Maurice Jones-Drew would rush 29 times for 37 yards and then fire his agent for not getting him out of Jacksonville five years ago.
Jacksonville’s mischievous mascot, Jaxson de Ville, would do something entertaining. Tampa Bay’s mascot is a guy in a Hazmat suit.
At least three Jacksonville drives would be kept alive by late-hit penalties on the Bucs.
Schiano would be unable to find the locker room at halftime.
If the Jaguars are ahead by 47 points on the final play and just wanted to take a knee, Schiano would order a bull rush because “we play till the final whistle.”
The Jaguars will never be ahead of anybody by 47 points.
After going through eight left guards this season, the Bucs would start Evan Longoria at that position.
Somewhere, Josh Freeman would be laughing.
Midway through the fourth quarter, FOX’s high-def cameras would catch Schiano rolling ball bearings around in his fist and muttering something about “strawberries.”
Despite that, the thought of losing to Jacksonville would be too humiliating for All-Pro tackle Gerald McCoy to stand.
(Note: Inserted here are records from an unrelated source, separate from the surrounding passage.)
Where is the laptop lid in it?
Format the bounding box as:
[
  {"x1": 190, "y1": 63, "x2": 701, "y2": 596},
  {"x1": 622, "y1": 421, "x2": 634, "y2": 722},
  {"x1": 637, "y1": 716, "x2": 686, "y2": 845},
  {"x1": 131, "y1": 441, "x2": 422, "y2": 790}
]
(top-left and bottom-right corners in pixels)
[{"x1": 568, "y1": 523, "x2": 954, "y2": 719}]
He would sack Henne and force a fumble in the final minute. Revis would scoop it up. Jones-Drew would pull a hamstring trying to catch him. Revis would hurdle a Hazmat crew at the 10-yard line and roll into the end zone for the game’s only score.
“It’s a shame either team had to win,” the announcer would say.
Roger Goodell awards Schiano the game ball and a straitjacket. He then declares that if winless teams ever meet again, it will be near a dam. Fans will be allowed to bring their own dynamite.